Chapter 18 Estimating a tree using Maximum Likelihood

We will be using the phangorn package in R to estimate maximum likelihood methods.

phangorn has three possible tree permutation methods available in its maximum likelihood commands. The first is the nearest neighbor interchange (NNI) method, which we used in our parsimony estimation. However, the NNI algorithm can sometimes get stuck on a local optimum in tree space (especially as the tree gets larger). The other two (the stochastic approach and the likelihood ratchet) will make random NNI rearrangements to the tree, which can allow the tree to escape local optima and instead find a global optimum of our tree-searching space.

18.1 Creating a starting tree

phangorn requires a starting tree for maximum likelihood searches. The tree itself doesn’t matter much, but generally people supply a neighbor joining tree because they can be generated quickly.

library(phangorn)

grass.align <- read.phyDat("grass_aligned-renamed.fasta", format = "fasta")

dist <- dist.ml(grass.align)
nj.tree <- nj(dist)

You can also upload your previously-generated neighbor joining tree and use that instead of creating a new one (just make sure that you used the same sample names in both your renamed fasta file and your neighbor joining tree).

nj.tree <- read.tree("nj.tre")

18.2 Calculating likelihood score

Once you have both a tree and your fasta file loaded, you can calculated a likelihood score using the pml command.

fit <- pml(nj.tree, data = grass.align)
fit
## model: JC 
## loglikelihood: -12533.76 
## unconstrained loglikelihood: -20944.97 
## 
## Rate matrix:
##   a c g t
## a 0 1 1 1
## c 1 0 1 1
## g 1 1 0 1
## t 1 1 1 0
## 
## Base frequencies:  
##    a    c    g    t 
## 0.25 0.25 0.25 0.25

One of the nice things about the pml output is that it includes the details of the substitution model used in the likelihood calculation. In this case, because we did not specify any model, the Jukes-Cantor (JC, or JC69) was used by default. We can tell this because the base frequencies are all 0.25 and there is only one substitution rate used in the rate matrix.

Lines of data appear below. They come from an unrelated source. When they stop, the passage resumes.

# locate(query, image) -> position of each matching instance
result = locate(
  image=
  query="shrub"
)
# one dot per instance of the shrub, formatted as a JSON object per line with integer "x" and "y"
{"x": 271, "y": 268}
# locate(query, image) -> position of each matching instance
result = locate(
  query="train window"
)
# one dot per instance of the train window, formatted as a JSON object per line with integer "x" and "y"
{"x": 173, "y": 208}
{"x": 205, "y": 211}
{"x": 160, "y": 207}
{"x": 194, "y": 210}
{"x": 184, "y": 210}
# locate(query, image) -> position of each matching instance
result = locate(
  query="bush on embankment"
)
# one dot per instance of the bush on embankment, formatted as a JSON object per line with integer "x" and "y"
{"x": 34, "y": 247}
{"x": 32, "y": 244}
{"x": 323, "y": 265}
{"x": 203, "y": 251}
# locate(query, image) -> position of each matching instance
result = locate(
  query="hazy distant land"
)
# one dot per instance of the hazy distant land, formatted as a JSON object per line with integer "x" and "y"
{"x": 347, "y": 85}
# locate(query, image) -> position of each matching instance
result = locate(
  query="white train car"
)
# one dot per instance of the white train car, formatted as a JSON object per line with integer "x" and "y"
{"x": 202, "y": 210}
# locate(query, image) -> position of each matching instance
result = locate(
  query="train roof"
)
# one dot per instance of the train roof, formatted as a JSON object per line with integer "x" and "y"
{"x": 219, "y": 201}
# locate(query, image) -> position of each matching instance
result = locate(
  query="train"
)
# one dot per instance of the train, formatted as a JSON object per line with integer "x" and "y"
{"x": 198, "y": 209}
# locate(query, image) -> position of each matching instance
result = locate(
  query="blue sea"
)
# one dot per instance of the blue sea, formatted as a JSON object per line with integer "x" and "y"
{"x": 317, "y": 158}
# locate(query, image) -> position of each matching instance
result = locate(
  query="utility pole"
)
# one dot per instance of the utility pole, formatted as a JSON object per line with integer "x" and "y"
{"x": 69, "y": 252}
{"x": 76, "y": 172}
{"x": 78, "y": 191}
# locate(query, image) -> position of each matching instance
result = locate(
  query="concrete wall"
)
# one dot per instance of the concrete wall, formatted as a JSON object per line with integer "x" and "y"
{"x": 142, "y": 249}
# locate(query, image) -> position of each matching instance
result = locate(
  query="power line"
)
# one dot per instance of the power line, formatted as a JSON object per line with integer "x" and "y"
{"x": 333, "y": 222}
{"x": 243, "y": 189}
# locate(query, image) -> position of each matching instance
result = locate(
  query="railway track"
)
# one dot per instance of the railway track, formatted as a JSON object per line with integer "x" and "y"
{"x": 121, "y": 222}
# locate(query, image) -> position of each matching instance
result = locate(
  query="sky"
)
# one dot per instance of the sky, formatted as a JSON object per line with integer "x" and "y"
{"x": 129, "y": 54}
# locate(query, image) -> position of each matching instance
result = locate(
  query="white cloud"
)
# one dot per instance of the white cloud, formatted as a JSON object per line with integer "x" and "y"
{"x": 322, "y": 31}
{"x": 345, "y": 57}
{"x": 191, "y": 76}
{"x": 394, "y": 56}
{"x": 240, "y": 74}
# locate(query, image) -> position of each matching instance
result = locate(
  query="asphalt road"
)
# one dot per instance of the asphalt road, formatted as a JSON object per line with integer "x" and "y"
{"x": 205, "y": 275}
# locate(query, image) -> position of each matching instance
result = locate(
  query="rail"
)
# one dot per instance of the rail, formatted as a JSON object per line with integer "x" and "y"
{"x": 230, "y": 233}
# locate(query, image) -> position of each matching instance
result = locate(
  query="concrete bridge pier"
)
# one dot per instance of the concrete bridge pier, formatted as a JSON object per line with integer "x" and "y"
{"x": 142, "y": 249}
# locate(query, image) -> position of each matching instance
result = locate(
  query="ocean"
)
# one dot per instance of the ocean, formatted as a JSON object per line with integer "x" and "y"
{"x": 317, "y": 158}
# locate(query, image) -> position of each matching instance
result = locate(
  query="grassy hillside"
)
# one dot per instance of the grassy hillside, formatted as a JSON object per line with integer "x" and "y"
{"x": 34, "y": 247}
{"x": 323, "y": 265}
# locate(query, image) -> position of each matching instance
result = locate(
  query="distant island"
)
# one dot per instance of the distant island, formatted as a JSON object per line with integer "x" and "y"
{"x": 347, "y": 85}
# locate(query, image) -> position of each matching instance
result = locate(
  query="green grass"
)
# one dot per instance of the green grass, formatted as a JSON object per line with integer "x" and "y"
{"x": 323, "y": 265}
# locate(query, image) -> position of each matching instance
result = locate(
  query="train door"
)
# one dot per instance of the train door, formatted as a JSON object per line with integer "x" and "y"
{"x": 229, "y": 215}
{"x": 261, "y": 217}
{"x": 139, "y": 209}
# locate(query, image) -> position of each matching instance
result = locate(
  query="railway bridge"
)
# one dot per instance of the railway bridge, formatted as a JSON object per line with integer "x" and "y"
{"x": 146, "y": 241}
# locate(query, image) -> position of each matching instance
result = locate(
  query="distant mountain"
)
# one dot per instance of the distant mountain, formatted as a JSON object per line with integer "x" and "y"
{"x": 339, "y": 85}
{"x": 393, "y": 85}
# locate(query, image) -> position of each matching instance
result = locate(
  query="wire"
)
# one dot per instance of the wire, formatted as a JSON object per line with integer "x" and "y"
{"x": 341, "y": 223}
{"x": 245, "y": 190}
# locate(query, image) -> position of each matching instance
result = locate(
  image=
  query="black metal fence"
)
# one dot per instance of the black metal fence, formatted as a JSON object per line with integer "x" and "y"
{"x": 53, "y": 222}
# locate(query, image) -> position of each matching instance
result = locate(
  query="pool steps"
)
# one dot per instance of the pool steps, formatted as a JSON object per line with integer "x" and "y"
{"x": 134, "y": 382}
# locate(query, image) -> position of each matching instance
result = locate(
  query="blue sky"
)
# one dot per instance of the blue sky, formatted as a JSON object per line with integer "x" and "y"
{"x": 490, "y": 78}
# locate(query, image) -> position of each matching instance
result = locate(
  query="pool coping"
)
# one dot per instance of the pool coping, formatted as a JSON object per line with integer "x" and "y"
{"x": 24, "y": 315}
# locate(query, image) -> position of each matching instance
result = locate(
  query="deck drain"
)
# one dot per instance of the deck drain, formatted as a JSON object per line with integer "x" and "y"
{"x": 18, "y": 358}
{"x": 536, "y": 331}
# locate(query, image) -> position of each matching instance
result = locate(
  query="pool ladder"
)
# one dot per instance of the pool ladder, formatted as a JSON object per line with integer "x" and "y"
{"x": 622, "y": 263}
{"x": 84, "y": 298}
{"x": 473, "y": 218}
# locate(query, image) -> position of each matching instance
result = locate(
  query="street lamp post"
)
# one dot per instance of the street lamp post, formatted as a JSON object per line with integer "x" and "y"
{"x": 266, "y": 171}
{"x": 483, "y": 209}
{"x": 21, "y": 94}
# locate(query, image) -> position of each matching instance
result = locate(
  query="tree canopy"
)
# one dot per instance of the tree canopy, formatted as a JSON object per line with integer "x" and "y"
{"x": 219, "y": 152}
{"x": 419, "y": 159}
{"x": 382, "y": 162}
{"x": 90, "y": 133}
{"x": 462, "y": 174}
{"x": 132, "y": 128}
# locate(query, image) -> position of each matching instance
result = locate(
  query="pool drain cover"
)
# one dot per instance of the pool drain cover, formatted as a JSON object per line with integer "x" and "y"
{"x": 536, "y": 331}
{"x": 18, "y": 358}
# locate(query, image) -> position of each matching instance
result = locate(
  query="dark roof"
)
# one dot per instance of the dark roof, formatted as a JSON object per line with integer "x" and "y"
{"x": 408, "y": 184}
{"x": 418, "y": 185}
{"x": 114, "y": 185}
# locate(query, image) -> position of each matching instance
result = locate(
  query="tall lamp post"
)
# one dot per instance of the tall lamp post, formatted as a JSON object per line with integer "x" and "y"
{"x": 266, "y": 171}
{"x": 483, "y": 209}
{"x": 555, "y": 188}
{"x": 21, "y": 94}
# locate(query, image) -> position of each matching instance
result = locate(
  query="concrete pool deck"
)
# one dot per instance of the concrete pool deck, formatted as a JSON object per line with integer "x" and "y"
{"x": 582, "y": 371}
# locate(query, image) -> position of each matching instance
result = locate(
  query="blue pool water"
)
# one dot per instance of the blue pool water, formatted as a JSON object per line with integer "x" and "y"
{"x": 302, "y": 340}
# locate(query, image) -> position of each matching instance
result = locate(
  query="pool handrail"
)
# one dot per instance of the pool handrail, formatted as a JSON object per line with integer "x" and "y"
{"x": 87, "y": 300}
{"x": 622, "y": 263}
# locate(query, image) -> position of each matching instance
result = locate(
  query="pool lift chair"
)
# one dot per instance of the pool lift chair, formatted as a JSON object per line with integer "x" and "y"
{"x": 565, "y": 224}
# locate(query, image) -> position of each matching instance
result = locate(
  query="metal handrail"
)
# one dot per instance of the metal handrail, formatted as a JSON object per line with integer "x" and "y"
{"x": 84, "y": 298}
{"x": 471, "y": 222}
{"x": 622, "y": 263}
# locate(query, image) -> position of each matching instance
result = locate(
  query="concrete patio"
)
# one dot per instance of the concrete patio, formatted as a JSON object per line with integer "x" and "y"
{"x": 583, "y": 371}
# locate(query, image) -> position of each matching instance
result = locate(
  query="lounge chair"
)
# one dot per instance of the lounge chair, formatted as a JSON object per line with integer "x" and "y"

This output also reports both a log likelihood and an unconstrained log likelihood. The difference between the two values has to do with the size of the parameter space being searched. In my experience, the log likelihood (not the unconstrained log likelihood) is usually reported, though either is fine as long as you are consistent when testing multiple models.

18.3 Optimizing the maximum likelihood parameters

The pml command simply calculates the likelihood of the data, given a tree. If we want to find the optimum tree (and we do), we need to optimize the tree topology (as well as branch length estimates) for our data. We can do this using the optim.pml command. For this particular model (JC), we simply need to supply a pml object (which we created above) and decide what type of tree arrangement we want to do.

fitJC <- optim.pml(fit, rearrangement = "NNI")
## optimize edge weights:  -12533.76 --> -12487.58 
## optimize edge weights:  -12487.58 --> -12487.58 
## optimize topology:  -12487.58 --> -12466.62  NNI moves:  2 
## optimize edge weights:  -12466.62 --> -12466.62 
## optimize topology:  -12466.62 --> -12466.62  NNI moves:  0
plot(fitJC$tree, main = "JC, NNI rearrangement")

With the choice of NNI rearrangement, you can see that only a few moves were necessary in order to find the ML tree. We can also choose a “stochastic” or “ratchet” (likelihood ratchet) tree rearrangement algorithm. I like to use the stochastic rearrangement.

Using either the stochastic or ratchet tree rearrangement takes more time than NNI. Here I’ve also added a command to hide the output while the algorithm is running, but feel free to leave it off so you can see what the algorithm is doing!

fitJC <- optim.pml(fit, rearrangement = "stochastic", control = pml.control(trace = 0))
plot(fitJC$tree, main = "JC, stochastic rearrangement")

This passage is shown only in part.